Enhancement of hyperspectral imagery using spectrally weighted tensor anisotropic nonlinear diffusion for classification

Publication Date


Document Type

Conference Proceeding


Maider J. Marin-Mcgee, Miguel Velez-Reyes, "Enhancement of hyperspectral imagery using spectrally weighted tensor anisotropic nonlinear diffusion for classification", Proc. SPIE 8743, Algorithms and Technologies for Multispectral, Hyperspectral, and Ultraspectral Imagery XIX, 87431G (18 May 2013); doi: 10.1117/12.2017665; https://doi.org/10.1117/12.2017665


Tensor Anisotropic Nonlinear Diffusion (TAND) is a divergence PDE-based diffusion technique that is “guided” by an edge descriptor, such as the structure tensor, to stir the diffusion. The structure tensor for vector valued images such as HSI is most often defined as the average of the scalar structure tensors for each band. The problem with this definition is the assumption that all bands provide the same amount of edge information giving them the same weights. As a result non-edge pixels can be reinforced and edges can be weakened resulting in poor performance by processes that depend on the structure tensor. Iterative processes such as TAND, in particular, are vulnerable to this phenomenon. Recently a weighted structure tensor based on the heat operator has been proposed [1]. The weights are based on the heat operator.

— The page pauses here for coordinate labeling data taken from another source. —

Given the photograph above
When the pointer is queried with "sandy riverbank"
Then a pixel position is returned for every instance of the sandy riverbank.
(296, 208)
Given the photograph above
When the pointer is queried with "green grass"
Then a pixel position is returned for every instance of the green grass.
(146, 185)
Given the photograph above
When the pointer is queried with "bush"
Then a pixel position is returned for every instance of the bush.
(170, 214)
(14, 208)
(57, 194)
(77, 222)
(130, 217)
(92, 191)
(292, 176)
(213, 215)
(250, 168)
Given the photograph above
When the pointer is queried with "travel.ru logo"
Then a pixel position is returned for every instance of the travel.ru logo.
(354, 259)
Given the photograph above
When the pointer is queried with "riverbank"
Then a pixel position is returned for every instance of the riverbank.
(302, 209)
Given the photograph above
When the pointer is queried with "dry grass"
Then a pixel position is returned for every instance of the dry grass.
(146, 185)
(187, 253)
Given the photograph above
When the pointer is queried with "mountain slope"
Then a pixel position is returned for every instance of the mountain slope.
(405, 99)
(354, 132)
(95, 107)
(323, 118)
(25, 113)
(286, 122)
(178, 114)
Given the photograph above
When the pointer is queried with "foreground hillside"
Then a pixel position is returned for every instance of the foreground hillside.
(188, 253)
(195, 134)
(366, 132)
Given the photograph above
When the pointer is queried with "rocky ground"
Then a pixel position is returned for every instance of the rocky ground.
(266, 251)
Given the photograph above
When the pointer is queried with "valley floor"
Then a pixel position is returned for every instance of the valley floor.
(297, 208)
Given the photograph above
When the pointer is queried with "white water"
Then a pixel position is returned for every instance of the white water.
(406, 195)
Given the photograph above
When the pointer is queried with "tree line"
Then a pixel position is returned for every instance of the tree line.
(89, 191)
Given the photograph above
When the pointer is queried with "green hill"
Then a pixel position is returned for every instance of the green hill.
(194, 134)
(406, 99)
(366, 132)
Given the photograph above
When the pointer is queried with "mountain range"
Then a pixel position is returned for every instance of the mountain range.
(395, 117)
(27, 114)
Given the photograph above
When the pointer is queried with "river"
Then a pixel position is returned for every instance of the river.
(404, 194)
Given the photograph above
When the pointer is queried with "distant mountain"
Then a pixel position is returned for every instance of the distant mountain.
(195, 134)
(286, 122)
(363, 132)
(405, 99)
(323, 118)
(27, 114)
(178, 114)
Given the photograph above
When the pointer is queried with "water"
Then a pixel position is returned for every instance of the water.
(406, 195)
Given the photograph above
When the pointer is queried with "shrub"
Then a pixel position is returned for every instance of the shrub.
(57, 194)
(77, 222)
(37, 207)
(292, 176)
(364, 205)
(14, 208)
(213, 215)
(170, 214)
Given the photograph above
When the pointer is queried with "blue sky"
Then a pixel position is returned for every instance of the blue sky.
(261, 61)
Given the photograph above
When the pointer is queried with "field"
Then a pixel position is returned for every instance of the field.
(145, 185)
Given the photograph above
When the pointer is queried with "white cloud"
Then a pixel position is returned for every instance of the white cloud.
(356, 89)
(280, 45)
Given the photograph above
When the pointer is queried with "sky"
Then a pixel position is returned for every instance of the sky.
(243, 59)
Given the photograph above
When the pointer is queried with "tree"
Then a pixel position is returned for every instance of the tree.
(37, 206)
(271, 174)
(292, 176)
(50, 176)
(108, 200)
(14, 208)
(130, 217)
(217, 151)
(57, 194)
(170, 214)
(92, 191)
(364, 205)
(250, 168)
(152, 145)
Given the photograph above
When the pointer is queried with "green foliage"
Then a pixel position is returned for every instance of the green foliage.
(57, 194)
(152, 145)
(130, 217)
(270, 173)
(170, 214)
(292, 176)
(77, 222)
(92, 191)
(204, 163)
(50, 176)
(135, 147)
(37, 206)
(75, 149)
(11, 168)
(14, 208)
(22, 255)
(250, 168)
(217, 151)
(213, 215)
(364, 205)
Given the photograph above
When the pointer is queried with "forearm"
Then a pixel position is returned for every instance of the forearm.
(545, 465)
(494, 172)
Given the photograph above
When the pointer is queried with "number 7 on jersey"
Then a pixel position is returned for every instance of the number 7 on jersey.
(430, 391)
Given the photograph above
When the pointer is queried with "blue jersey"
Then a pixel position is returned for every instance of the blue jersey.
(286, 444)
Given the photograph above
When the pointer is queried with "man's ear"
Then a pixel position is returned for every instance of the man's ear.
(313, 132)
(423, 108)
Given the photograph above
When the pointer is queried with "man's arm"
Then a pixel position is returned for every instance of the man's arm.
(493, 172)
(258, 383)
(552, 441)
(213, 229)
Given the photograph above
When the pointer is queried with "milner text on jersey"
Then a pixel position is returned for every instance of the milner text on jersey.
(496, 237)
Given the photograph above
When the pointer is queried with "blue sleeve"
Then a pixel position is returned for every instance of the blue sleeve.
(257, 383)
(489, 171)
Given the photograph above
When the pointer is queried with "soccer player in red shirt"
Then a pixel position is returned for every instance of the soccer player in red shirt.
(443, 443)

This tensor takes advantage of the fact that, in HSI, neighboring spectral bands are highly correlated, as are the bands of its gradient. By taking advantage of local spectral information, the proposed scheme gives higher weighting to local spectral features that could be related to edge information allowing the diffusion process to better enhance edges while smoothing out uniform regions facilitating the process of classification. This article present how classification results are affected by using TAND based on the heat weighted structure tensor as an image enhancement step in a classification system.